Andrew Keen's (@AJKeen) new book is coming out May 22, Digital Vertigo: How Today's Online Social Revolution is Dividing, Diminishing, and Disorienting Us.
It's a great read, thoughtful and penetrating as can be expected of Keen, and a good antidote to other books out there styled as critical, like Rebecca MacKinnon's Consent of the Networked: The Worldwide Struggle for Internet Freedom, which still celebrates the Internet social media phenomena itself, while critical only of certain actors and policies, or even Evgeny Morozov's Net Delusion: The Dark Side of Internet Freedom darkly morose about cyber-utopias without criticizing the collectivization of online life.
Keen's book is (deliberately) to be released just in time for Facebook's IPO -- and that's more than fine, as the public -- when you go public! -- and public intellectuals should be able to weigh in on their concerns about these social media companies.
Lots of people will be getting rich off Facebook stock, but we who have toiled in its content and connection vineyards for years are only further diminished -- and Keen's arguments and careful case studies clinch it.
Keen goes even further than his critical The Cult of the Amateur in demanding to know what we really get from all this social media socialization.
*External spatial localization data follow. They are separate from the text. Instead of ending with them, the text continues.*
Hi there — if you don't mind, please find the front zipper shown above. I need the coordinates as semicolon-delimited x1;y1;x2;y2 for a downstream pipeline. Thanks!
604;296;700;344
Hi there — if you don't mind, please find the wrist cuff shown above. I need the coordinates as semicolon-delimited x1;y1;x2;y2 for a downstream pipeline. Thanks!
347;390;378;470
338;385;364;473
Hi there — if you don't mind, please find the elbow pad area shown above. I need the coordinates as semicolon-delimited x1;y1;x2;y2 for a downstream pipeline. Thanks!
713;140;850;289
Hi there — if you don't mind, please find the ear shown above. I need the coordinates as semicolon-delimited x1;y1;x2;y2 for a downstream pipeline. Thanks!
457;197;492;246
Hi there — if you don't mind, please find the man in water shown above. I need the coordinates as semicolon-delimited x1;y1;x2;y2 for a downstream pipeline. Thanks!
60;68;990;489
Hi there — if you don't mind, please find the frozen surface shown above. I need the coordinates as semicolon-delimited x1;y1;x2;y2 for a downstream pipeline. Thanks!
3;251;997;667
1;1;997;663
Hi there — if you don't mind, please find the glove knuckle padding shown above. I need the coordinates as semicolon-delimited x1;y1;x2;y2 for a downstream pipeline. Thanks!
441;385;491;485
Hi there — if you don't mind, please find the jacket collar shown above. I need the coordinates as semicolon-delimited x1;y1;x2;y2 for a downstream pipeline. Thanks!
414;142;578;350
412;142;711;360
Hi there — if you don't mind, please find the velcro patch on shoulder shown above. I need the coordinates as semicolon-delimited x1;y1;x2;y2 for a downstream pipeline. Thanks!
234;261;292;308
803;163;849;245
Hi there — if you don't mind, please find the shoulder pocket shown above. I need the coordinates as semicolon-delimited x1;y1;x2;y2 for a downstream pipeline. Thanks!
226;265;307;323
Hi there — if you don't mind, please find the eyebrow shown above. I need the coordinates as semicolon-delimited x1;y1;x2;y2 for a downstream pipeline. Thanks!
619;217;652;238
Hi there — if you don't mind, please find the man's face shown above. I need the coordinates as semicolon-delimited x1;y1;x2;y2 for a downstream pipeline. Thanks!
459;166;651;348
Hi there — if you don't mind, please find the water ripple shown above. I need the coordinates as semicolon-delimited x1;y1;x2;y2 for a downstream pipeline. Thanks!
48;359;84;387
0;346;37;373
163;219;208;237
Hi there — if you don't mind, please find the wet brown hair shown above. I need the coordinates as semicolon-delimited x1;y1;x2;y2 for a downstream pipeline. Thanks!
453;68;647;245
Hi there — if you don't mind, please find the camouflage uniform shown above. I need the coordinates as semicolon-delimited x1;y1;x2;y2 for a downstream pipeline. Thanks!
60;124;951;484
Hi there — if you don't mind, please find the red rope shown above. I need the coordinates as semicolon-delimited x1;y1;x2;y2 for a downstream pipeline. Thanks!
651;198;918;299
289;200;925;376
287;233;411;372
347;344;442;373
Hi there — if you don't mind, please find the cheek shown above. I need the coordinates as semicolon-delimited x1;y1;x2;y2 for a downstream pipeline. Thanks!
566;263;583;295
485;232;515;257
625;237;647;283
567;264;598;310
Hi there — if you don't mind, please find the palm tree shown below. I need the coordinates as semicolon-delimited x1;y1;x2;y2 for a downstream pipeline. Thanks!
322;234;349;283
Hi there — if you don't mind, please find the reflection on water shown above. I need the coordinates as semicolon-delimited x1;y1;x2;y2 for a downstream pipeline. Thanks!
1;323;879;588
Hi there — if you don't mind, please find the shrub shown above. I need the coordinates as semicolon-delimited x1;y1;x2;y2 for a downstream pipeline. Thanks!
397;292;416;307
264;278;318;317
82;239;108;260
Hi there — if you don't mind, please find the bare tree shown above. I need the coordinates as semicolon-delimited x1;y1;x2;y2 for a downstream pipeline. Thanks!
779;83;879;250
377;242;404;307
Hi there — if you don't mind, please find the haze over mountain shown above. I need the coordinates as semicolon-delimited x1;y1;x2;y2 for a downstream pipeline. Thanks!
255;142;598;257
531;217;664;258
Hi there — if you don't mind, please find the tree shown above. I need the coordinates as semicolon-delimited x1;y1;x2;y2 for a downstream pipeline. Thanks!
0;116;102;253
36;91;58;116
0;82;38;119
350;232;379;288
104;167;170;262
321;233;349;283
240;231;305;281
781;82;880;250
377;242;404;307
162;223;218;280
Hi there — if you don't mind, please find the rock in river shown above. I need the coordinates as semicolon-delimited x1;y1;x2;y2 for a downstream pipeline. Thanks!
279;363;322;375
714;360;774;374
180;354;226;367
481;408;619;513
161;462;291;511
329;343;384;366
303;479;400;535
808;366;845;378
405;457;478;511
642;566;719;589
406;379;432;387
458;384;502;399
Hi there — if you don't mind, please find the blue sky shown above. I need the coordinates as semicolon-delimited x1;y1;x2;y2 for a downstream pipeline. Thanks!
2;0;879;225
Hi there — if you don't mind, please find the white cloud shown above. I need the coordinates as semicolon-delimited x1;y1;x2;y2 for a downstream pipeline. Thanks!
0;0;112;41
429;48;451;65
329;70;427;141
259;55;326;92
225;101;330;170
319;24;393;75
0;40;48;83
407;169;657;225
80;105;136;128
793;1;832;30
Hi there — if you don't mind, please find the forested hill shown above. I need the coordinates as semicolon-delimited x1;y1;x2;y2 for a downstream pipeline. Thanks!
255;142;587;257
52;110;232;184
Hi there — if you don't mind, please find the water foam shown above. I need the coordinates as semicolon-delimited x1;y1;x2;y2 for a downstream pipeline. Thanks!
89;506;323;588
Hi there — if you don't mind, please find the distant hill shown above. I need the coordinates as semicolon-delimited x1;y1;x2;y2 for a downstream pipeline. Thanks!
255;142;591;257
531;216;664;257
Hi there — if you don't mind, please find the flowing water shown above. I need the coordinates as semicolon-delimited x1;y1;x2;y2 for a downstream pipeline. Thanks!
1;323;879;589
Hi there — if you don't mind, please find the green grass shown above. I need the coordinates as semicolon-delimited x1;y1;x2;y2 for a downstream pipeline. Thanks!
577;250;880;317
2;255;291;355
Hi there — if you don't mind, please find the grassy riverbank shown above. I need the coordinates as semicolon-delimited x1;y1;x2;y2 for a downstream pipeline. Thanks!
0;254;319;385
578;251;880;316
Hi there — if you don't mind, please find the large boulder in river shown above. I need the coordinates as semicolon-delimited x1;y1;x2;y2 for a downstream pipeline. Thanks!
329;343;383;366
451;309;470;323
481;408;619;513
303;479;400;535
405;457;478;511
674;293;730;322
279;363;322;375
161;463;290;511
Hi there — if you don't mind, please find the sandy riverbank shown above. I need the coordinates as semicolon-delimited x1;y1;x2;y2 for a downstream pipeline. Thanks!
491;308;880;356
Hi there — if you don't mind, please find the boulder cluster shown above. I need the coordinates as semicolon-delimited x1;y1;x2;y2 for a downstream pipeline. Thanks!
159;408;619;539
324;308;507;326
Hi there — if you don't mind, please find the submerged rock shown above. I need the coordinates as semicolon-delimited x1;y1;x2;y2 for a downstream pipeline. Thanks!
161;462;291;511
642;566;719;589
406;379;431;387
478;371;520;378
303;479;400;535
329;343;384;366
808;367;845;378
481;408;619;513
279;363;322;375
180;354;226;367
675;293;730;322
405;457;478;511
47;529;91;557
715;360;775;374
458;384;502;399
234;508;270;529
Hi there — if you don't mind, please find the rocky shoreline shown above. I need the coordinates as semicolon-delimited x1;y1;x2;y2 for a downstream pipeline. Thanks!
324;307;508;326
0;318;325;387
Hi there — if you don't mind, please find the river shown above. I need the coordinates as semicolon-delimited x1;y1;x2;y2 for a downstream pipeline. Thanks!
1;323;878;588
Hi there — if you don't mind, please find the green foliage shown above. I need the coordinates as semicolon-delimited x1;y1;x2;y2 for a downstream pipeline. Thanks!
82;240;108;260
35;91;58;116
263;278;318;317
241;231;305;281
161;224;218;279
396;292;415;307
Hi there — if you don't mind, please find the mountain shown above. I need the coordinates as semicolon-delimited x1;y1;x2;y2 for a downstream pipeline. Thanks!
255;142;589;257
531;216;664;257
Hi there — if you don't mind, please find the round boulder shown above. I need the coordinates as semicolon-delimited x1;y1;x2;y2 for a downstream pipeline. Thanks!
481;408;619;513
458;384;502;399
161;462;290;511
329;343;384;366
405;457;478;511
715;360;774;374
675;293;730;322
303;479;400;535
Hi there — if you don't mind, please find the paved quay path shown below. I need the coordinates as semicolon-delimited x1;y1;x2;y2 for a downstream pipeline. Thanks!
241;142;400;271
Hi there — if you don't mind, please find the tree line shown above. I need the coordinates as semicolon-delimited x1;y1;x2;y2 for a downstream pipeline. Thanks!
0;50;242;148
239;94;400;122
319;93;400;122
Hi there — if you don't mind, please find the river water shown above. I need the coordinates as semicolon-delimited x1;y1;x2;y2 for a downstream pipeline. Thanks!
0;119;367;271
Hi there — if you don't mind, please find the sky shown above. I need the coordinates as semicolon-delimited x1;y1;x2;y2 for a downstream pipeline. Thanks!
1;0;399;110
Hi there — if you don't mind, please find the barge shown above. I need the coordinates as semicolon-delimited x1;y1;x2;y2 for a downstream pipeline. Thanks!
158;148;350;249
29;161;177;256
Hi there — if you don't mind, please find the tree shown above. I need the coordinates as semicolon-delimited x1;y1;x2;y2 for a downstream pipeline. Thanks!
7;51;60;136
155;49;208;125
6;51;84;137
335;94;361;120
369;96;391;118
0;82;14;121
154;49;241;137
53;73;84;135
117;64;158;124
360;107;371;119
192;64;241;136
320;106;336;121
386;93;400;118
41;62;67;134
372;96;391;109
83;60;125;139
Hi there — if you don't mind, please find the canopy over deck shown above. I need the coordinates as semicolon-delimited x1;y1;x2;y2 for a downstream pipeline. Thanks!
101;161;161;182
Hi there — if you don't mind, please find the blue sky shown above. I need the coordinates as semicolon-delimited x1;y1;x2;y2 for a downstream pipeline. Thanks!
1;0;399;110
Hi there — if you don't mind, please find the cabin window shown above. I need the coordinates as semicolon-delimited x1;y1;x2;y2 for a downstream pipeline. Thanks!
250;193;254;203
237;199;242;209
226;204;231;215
While it would seem we have harnessed engines to "empower" ourselves and express ourselves, we are diminished precisely because we become fractured into mere reflections of ourselves.
It's the first book I've seen that really analyzes the collectivization of social media that is occuring, where you *can't not* be online -- that if you don't connect and "share" you begin to be suspect or left out.
It struck me as I was reading his musings about being alone in a city as the quintessential urban experience of privacy that like communism, to which I always compare it, the social media revolution is profoundly conservative. In fact, it seeks to take people back to an agrarian life where they were all in a community with a commons -- even aggressively coercing them back to this pastoral life. It's actually a profound reaction to modernism and to the individual urban life. Keen also indicates that the fierce competition among individuals and individualized expression also seems to be driving the socialization.
It's funny, just after I was reading parts of his book, I came to my blog and saw Posterous wasn't auto-posting correctly. I went back to the Posterous homepage and saw "We have been acquired by Twitter!" and the dashboard all changed. Sigh. The slogan in the upper left-hand corner on the splashpage now says WORK LESS, SHARE MORE. Indeed.
Keen also captures the intermediary phenomenon of these platforms (see The Society of the Spectacle by Guy Debord) and how they get in the way of life constantly -- and yet their tug is incredible. Insect politics! He describes standing in front of the "Auto-Icon" of Jeremy Bentham, originator of the "panopticon" notion (and builder of prisons as well as utilitarian philosopher) -- he had himself preserved, like Lenin. Keen muses on his theories as he stares at the waxen head of Bentham, and sees how the Panopticon has come scarily to life in our time for everybody, not just prisoners, and then he thinks that he really should Tweet the picture of Bentham's booth with a witty saying, "I UPDATE THEREFORE I AM." He then stops himself, and keeps it private (until this book, of course, where at least you can see it within a larger context of a body of thought).
It's also the first book I've seen to treat Second Life as a philosophical problem, not just a social or cultural manifestation ("SL as flying penises") - although of course the seminal anthropological study is Coming of Age in Second Life by Tom Boellstorff -- Thomas Malaby's far thinner treatment, Making Worlds: Linden Lab and Second Life was made in cooperation with Linden Lab itself and is a corporate study of LL, not a study of the SL society.)
Keen speaks of "the second life" lived online as the philosophical phenomenon, of which of course Second Life is the originator and most essential form, I suppose:
The Internet— with its virtual worlds like Second Life— has transformed the idea of immortality from a religious metaphor into a digital possibility.
But he also addresses Second Life the world, and discusses Philip Rosedale, its founder. Here's a taste:
As we stood together drinking champagne in the fading light of the Oxford evening, Rosedale -- a bronzed Southern Californian whose athletic physique seemed more suited to the well lit utopia of Second Life than to a darkly gothic ninetheenth-century Oxford Library -- and I warmed up for the Union debate with a little intellectual joust of our own. We were comparing the merits of Benjamin Woodward's nineteenth-century physical building with the transparent architecture of the twenty-first-century virtual network.
"So how does being here contrast to being on the Internet" I asked him, sweeping my half empty champagne flute around the library. "Which experience, do you think, is more memorable?"
I won't spoil it for you by telling you Philip's answer -- you should buy the hardcover or Kindle versions while they're discounted on pre-order -- the release date is May 22.
I'm still reading the book and will have much more to say -- but I must say I'm finding it frustrating trying to read the PDF review copy -- I don't have a Kindle or tablet or even mobile to be reading this on, but I'm just sitting at a desktop. And I really want to hold it in my hands, so I'm ordering a hard copy.